Retrieval practice

By Gemma Moine. Posted

An effective learning strategy and an evidence-based teaching technique, Gemma Moine explains how she uses retrieval practice in her Computer Science classroom

In recent years, educational research has praised the findings of cognitive psychology research on retrieval practice, the idea that bringing information to mind can boost learning. It’s been revealed that the mechanics of the memory has a large impact on learning. Understanding research and translating this into the classroom is key, but it can be very difficult for teachers to put into practice when workloads are high and time is precious.

The majority of retrieval tasks undertaken in my classroom have been taken (‘magpied’) from amazing teachers posting examples on social media and adapted for Computer Science. I highly recommend you research further into the topic using the original source links provided for further examples and ideas. This article aims to give teachers a toolbox of simple retrieval tasks that can easily be embedded into the classroom. Tasks are ordered in preparation time to help teachers decide which ones they may like to trial in the classroom.

Brain dumps

How: One of the easiest retrieval practice tasks you can incorporate into the classroom with minimal preparation are ‘brain dumps’. Students have five minutes maximum to write down as much as they can recall on a specific topic given by the teacher. Answers can be written on paper or – my favourite – writing straight onto the desk with board markers. Students love a bit of desk graffiti. 

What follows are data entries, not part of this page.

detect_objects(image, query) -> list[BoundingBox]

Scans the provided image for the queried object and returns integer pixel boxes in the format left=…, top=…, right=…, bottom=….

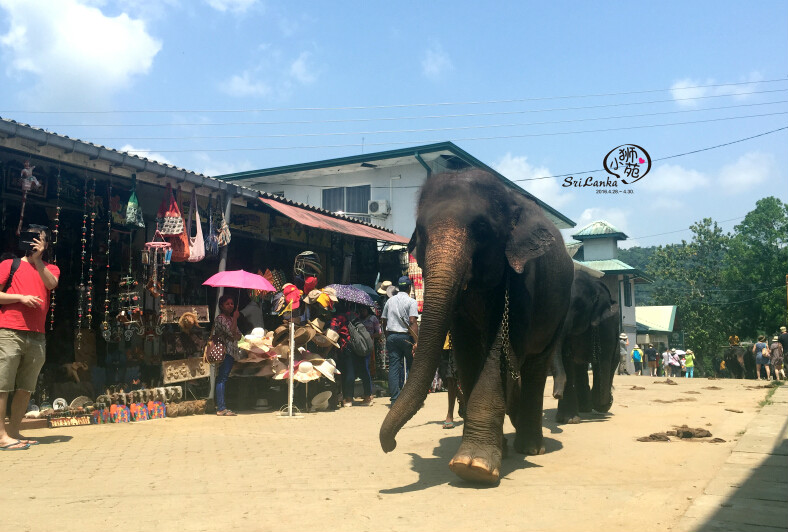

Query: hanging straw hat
left=178, top=312, right=202, bottom=332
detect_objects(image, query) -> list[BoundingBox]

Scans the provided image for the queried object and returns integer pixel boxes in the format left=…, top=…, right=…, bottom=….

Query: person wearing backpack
left=752, top=335, right=772, bottom=381
left=0, top=225, right=60, bottom=451
left=329, top=301, right=372, bottom=407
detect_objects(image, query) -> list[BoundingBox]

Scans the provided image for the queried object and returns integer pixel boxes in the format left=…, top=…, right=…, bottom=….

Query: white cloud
left=206, top=0, right=258, bottom=13
left=493, top=153, right=573, bottom=209
left=421, top=44, right=454, bottom=81
left=219, top=44, right=320, bottom=100
left=118, top=144, right=173, bottom=165
left=717, top=152, right=776, bottom=195
left=220, top=71, right=271, bottom=98
left=636, top=164, right=710, bottom=195
left=0, top=0, right=161, bottom=108
left=290, top=52, right=317, bottom=85
left=670, top=72, right=763, bottom=107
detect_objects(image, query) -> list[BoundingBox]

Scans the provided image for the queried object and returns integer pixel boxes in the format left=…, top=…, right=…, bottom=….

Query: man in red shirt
left=0, top=226, right=60, bottom=451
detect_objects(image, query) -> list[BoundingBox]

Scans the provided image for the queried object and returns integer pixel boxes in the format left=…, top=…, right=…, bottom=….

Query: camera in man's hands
left=19, top=231, right=41, bottom=254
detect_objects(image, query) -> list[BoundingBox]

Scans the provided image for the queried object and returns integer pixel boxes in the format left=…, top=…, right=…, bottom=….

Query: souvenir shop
left=0, top=121, right=406, bottom=424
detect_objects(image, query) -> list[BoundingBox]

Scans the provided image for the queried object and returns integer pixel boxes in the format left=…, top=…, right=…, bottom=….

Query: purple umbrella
left=326, top=284, right=375, bottom=307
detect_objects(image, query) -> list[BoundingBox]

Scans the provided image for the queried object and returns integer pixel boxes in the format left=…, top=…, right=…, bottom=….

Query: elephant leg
left=514, top=354, right=549, bottom=454
left=575, top=363, right=593, bottom=414
left=449, top=350, right=506, bottom=484
left=555, top=356, right=580, bottom=423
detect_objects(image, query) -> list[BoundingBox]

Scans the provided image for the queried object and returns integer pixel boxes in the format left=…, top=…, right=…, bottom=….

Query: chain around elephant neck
left=501, top=281, right=520, bottom=380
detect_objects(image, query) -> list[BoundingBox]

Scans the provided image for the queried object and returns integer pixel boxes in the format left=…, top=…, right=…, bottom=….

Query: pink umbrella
left=203, top=270, right=276, bottom=292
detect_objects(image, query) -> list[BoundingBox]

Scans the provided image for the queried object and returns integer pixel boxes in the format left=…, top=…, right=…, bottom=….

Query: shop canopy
left=260, top=198, right=409, bottom=244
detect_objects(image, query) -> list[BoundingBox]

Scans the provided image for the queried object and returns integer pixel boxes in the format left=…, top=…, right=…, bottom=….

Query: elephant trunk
left=591, top=328, right=619, bottom=412
left=380, top=228, right=470, bottom=452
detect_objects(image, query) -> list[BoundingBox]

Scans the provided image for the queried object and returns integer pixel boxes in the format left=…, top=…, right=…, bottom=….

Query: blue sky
left=0, top=0, right=788, bottom=246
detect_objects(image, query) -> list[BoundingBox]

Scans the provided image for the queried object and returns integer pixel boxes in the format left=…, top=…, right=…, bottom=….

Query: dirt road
left=0, top=376, right=788, bottom=532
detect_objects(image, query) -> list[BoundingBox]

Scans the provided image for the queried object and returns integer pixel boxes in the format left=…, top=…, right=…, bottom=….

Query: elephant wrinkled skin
left=556, top=271, right=619, bottom=423
left=380, top=169, right=573, bottom=484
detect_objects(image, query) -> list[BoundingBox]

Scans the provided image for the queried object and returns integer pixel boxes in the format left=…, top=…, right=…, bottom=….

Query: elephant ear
left=506, top=209, right=555, bottom=273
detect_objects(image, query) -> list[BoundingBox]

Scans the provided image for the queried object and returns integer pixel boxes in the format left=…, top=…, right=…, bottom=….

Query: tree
left=646, top=218, right=730, bottom=374
left=725, top=196, right=788, bottom=338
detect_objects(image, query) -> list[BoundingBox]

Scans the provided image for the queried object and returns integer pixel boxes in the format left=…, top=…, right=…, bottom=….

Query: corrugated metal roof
left=572, top=220, right=629, bottom=240
left=635, top=305, right=676, bottom=332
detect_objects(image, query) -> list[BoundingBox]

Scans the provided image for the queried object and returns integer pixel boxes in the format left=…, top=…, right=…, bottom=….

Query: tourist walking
left=213, top=295, right=241, bottom=416
left=381, top=275, right=419, bottom=404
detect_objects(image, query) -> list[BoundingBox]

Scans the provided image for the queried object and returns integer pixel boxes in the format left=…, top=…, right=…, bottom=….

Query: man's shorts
left=0, top=329, right=46, bottom=393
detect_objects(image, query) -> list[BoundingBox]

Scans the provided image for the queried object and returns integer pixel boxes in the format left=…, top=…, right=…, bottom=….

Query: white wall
left=258, top=163, right=427, bottom=237
left=583, top=238, right=618, bottom=260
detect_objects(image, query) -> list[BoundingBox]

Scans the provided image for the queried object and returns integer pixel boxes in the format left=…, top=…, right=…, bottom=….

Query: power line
left=13, top=89, right=788, bottom=128
left=66, top=100, right=788, bottom=141
left=0, top=78, right=788, bottom=114
left=120, top=111, right=788, bottom=154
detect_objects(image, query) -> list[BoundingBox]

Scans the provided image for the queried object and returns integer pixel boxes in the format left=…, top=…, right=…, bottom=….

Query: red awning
left=260, top=198, right=410, bottom=244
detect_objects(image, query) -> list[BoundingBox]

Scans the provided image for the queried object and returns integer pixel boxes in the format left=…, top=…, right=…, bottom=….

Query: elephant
left=380, top=168, right=573, bottom=484
left=555, top=270, right=619, bottom=423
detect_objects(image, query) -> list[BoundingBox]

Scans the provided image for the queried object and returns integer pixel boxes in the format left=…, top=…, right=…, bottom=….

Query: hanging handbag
left=157, top=183, right=183, bottom=235
left=218, top=209, right=231, bottom=247
left=205, top=196, right=219, bottom=257
left=126, top=174, right=145, bottom=227
left=186, top=189, right=205, bottom=262
left=162, top=187, right=190, bottom=262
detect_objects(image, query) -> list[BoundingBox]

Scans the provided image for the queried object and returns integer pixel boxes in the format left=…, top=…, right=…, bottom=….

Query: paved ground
left=0, top=376, right=788, bottom=532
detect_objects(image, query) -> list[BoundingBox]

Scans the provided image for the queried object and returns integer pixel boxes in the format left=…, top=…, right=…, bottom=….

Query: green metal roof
left=216, top=142, right=576, bottom=229
left=577, top=259, right=654, bottom=283
left=572, top=220, right=629, bottom=240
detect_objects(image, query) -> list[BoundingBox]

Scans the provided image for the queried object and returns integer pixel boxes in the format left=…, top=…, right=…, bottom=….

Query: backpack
left=0, top=257, right=22, bottom=292
left=347, top=318, right=372, bottom=357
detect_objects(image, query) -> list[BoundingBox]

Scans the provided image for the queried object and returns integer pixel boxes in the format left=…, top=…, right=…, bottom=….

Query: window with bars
left=323, top=185, right=371, bottom=222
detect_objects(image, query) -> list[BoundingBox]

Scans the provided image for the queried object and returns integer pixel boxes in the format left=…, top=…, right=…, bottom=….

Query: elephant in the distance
left=556, top=270, right=619, bottom=423
left=380, top=169, right=573, bottom=484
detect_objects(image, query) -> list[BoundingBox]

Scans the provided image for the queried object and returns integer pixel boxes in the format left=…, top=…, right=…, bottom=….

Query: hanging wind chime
left=101, top=179, right=112, bottom=342
left=76, top=172, right=88, bottom=342
left=49, top=168, right=61, bottom=331
left=16, top=161, right=41, bottom=236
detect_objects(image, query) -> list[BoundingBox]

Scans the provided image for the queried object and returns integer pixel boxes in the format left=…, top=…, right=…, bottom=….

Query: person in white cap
left=618, top=333, right=629, bottom=375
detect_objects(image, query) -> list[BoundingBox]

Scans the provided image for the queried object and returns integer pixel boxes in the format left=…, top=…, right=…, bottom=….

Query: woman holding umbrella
left=213, top=295, right=241, bottom=416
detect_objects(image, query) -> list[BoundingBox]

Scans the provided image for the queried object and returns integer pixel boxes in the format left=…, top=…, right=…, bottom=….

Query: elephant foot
left=449, top=442, right=501, bottom=485
left=514, top=428, right=545, bottom=456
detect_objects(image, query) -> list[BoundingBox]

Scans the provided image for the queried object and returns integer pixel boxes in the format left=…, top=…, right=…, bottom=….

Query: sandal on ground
left=0, top=440, right=30, bottom=451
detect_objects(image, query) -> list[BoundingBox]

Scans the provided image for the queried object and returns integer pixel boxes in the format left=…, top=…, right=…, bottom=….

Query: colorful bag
left=205, top=196, right=219, bottom=257
left=186, top=189, right=205, bottom=262
left=218, top=213, right=231, bottom=248
left=157, top=183, right=183, bottom=235
left=126, top=174, right=145, bottom=227
left=162, top=187, right=190, bottom=262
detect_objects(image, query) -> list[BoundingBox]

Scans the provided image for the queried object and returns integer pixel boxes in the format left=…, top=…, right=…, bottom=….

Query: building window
left=624, top=277, right=632, bottom=307
left=323, top=185, right=371, bottom=222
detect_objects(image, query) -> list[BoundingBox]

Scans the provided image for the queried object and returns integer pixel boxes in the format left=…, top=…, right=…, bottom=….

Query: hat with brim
left=313, top=329, right=339, bottom=347
left=178, top=312, right=202, bottom=332
left=375, top=281, right=391, bottom=296
left=310, top=390, right=333, bottom=410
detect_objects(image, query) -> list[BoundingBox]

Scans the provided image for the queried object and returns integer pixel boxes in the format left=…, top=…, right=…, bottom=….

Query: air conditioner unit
left=367, top=200, right=391, bottom=216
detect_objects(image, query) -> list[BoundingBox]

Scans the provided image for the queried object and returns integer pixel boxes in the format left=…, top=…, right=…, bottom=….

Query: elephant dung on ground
left=380, top=169, right=573, bottom=484
left=556, top=270, right=619, bottom=423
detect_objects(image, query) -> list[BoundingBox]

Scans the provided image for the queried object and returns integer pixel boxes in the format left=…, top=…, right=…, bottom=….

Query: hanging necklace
left=49, top=168, right=60, bottom=331
left=101, top=179, right=112, bottom=342
left=76, top=171, right=88, bottom=342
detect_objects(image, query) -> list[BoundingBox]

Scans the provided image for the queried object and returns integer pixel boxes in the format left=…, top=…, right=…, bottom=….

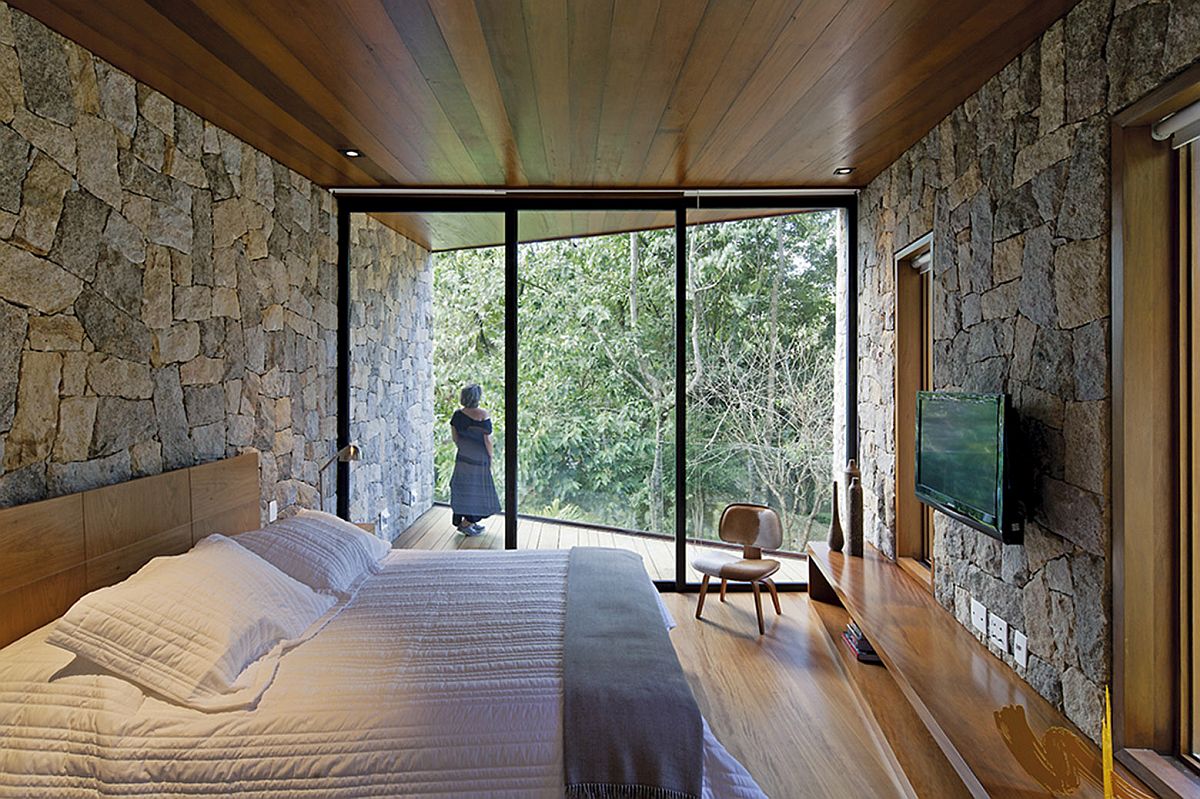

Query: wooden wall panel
left=0, top=494, right=86, bottom=590
left=0, top=452, right=259, bottom=647
left=188, top=452, right=262, bottom=543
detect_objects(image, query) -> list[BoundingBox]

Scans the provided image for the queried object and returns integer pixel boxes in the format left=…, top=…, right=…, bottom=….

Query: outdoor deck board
left=392, top=505, right=809, bottom=583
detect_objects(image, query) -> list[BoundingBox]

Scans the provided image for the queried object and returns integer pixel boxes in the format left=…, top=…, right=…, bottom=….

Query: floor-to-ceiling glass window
left=685, top=210, right=844, bottom=582
left=517, top=211, right=676, bottom=581
left=345, top=196, right=854, bottom=584
left=349, top=214, right=505, bottom=549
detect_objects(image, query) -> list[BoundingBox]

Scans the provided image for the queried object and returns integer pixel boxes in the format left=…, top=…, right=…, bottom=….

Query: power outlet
left=988, top=613, right=1008, bottom=654
left=971, top=600, right=988, bottom=635
left=1013, top=630, right=1030, bottom=668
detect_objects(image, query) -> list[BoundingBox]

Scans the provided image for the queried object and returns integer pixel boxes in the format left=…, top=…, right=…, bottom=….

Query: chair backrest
left=718, top=503, right=784, bottom=558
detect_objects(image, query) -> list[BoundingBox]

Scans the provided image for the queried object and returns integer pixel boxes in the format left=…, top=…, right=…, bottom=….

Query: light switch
left=971, top=600, right=988, bottom=635
left=1013, top=630, right=1030, bottom=668
left=988, top=613, right=1008, bottom=653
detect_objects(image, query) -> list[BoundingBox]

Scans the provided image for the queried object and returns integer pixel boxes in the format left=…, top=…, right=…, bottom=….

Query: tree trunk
left=629, top=233, right=641, bottom=326
left=767, top=216, right=784, bottom=417
left=650, top=407, right=665, bottom=533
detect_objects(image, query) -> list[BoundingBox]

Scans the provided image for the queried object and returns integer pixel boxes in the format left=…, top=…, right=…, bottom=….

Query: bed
left=0, top=451, right=763, bottom=799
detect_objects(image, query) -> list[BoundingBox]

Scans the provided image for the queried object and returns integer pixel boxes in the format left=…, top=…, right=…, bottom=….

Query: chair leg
left=750, top=581, right=767, bottom=635
left=766, top=577, right=784, bottom=615
left=696, top=575, right=708, bottom=619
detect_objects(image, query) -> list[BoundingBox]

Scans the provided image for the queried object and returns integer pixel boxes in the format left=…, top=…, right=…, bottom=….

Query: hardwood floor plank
left=662, top=593, right=913, bottom=799
left=392, top=505, right=809, bottom=583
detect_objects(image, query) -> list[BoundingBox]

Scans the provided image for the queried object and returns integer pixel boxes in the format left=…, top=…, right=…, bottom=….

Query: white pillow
left=48, top=535, right=334, bottom=710
left=234, top=510, right=391, bottom=595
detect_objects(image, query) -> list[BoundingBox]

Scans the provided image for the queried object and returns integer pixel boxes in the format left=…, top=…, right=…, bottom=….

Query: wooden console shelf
left=809, top=543, right=1153, bottom=798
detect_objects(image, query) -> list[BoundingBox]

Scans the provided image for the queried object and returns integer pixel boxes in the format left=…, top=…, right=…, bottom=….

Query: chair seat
left=691, top=549, right=779, bottom=582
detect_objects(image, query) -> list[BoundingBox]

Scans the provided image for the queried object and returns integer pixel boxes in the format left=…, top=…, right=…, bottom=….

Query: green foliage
left=434, top=212, right=836, bottom=548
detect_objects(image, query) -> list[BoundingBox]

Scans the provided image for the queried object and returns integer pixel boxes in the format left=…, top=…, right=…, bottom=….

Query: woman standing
left=450, top=383, right=500, bottom=535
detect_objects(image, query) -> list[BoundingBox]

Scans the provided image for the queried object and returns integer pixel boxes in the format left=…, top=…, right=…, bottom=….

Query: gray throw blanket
left=563, top=547, right=704, bottom=799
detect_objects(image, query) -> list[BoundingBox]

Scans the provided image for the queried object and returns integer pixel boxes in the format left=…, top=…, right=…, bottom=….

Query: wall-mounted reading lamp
left=317, top=441, right=362, bottom=510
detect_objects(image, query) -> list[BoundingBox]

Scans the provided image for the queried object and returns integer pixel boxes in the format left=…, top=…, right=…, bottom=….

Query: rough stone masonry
left=0, top=4, right=432, bottom=527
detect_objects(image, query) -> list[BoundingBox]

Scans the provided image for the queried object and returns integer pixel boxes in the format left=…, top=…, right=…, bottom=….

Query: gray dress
left=450, top=410, right=500, bottom=521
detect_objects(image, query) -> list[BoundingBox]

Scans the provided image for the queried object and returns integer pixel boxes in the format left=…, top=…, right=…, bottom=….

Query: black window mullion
left=504, top=208, right=518, bottom=549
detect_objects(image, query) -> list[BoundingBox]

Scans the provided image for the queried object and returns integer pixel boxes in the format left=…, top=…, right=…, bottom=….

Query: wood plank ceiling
left=12, top=0, right=1076, bottom=247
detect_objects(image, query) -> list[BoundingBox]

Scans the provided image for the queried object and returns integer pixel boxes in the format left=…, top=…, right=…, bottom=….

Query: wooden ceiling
left=12, top=0, right=1076, bottom=245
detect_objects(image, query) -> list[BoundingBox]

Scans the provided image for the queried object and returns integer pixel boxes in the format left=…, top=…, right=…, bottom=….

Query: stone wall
left=859, top=0, right=1200, bottom=738
left=0, top=4, right=432, bottom=523
left=350, top=214, right=433, bottom=537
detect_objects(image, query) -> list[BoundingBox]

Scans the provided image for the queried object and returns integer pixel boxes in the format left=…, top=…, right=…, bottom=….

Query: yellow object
left=1100, top=685, right=1112, bottom=799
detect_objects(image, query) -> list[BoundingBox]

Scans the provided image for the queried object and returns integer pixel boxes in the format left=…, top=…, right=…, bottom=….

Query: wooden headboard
left=0, top=452, right=259, bottom=645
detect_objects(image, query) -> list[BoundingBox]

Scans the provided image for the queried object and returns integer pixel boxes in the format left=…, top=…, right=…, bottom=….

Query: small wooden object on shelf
left=808, top=543, right=1152, bottom=798
left=829, top=480, right=846, bottom=552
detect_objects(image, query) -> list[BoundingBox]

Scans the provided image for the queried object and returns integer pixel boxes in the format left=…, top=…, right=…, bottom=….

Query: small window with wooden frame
left=894, top=233, right=934, bottom=588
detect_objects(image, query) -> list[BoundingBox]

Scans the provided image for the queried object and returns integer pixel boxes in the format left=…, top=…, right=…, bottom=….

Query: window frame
left=893, top=232, right=936, bottom=590
left=332, top=188, right=858, bottom=591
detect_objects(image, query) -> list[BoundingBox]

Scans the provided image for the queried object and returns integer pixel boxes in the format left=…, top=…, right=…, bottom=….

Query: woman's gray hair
left=458, top=383, right=484, bottom=408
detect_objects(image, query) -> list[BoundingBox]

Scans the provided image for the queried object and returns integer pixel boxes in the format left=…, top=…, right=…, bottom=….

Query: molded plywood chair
left=691, top=503, right=784, bottom=635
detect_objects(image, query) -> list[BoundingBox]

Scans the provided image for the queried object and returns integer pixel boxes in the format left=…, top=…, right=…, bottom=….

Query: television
left=916, top=391, right=1025, bottom=543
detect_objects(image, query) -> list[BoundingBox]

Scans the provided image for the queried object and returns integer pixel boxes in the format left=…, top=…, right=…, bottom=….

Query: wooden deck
left=392, top=505, right=809, bottom=583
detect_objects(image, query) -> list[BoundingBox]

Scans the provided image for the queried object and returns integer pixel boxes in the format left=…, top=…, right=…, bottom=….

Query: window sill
left=1117, top=749, right=1200, bottom=799
left=896, top=558, right=934, bottom=594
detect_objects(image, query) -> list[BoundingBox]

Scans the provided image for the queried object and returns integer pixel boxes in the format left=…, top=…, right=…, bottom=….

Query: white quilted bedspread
left=0, top=551, right=763, bottom=799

Extend: Another useful task is for students to identify areas to revisit by highlighting missed areas on the brain dumps on their knowledge organisers or mind maps. This could be extended further to a homework activity where students are required to make flashcards on identified missing topics and then test one another at the beginning of the next lesson. 

Original idea: Magpied and adapted from @RetrieveLearn

Take Three

How: A super-quick and easy-to-embed retrieval task is Take Three. Ask students to write down on paper three things they learned last lesson, last week, or last term. Give students the opportunity to think-pair-share what they have written down.

Extend: Ask students to find peers with written comments from the same topic (or where there are linkages between topics) and discuss.

Mystery object

How: Place an object on the desk and ask students to recall as much as they can remember about the item. It could be a stick of RAM, an old network switch, two different types of wires, input/output devices, or an old floppy disk! Students write down what they can recall and compare that to mind maps, knowledge organisers, or notes.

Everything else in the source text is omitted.